Certainly, the definition of MS in terms of which patients should be treated and what patients might benefit from treatment has changed. We looked now for active disease. Active disease can be defined even if people are having progressive disability. But if they have new inflammatory activity, whether it's relapses or new activity on their scans, that is definitely an indication that therapies that are anti-inflammatory can have a benefit. Where the field is now is trying to understand more of the compartmentalized inflammation that we think could be a real driver of this progressive disability that patients continue to experience despite these very effective anti-inflammatory treatments.

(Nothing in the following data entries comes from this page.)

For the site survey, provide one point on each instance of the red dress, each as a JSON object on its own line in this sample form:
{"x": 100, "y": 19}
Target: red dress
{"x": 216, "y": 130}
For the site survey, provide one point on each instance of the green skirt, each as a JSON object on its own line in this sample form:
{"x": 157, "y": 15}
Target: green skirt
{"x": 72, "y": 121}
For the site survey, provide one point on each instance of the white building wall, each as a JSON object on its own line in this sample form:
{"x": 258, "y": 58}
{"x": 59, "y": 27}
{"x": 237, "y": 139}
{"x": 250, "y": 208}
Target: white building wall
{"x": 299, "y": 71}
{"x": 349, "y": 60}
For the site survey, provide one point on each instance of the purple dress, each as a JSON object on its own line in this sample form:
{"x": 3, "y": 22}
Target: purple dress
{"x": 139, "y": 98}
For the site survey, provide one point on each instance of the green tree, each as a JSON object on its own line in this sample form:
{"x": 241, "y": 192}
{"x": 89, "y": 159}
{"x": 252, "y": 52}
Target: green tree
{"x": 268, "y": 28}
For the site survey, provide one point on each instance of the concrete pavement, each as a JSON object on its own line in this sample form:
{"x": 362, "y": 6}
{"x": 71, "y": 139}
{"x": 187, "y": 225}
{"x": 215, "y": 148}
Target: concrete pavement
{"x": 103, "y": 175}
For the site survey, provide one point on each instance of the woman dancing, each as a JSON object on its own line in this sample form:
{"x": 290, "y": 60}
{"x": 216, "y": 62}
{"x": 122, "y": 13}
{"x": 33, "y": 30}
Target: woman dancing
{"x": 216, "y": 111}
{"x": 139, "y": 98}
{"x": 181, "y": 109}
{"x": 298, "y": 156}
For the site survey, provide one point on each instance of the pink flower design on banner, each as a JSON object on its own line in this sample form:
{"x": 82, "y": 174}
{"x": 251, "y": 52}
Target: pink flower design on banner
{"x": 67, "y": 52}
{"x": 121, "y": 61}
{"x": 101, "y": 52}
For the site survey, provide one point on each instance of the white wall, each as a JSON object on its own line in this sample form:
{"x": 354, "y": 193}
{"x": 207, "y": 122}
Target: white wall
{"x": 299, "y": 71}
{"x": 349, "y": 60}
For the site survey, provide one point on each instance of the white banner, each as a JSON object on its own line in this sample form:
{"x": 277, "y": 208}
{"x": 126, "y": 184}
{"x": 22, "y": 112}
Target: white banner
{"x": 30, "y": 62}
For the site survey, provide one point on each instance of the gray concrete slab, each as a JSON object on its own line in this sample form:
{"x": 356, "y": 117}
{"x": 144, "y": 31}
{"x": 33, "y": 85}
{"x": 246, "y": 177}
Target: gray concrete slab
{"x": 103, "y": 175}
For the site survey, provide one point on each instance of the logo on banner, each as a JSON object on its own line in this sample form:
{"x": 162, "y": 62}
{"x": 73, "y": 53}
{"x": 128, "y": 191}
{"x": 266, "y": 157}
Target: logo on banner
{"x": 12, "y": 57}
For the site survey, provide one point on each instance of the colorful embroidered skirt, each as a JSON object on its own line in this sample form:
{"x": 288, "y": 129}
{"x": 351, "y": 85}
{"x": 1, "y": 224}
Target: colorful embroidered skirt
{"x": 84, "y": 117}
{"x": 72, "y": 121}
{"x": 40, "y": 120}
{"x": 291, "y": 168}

We're excited about some of the research. We work a lot on biomarkers here at Cedars for both diagnosis and a lot of the work we've been doing in the central vein sign has been impactful. We're excited about the CAVS-MS study that was just fully enrolled, but also on the other end, looking at other markers for compartmentalized inflammation like paramagnetic rims, lesions and some other studies that indicate there may be some ways to both identify patients early on who might be prone to having more progressive disease in the future, and then also as a biomarker for treatment effects. We're starting to be much more sophisticated in the way we think about the disease. The disease has multiple components to it, both the initial inflammatory processes, but then all the things that are going on within the brain and within the spinal cord that are compartmentalized. So far, our therapies haven't been able to directly impact that, so I think that's the next frontier.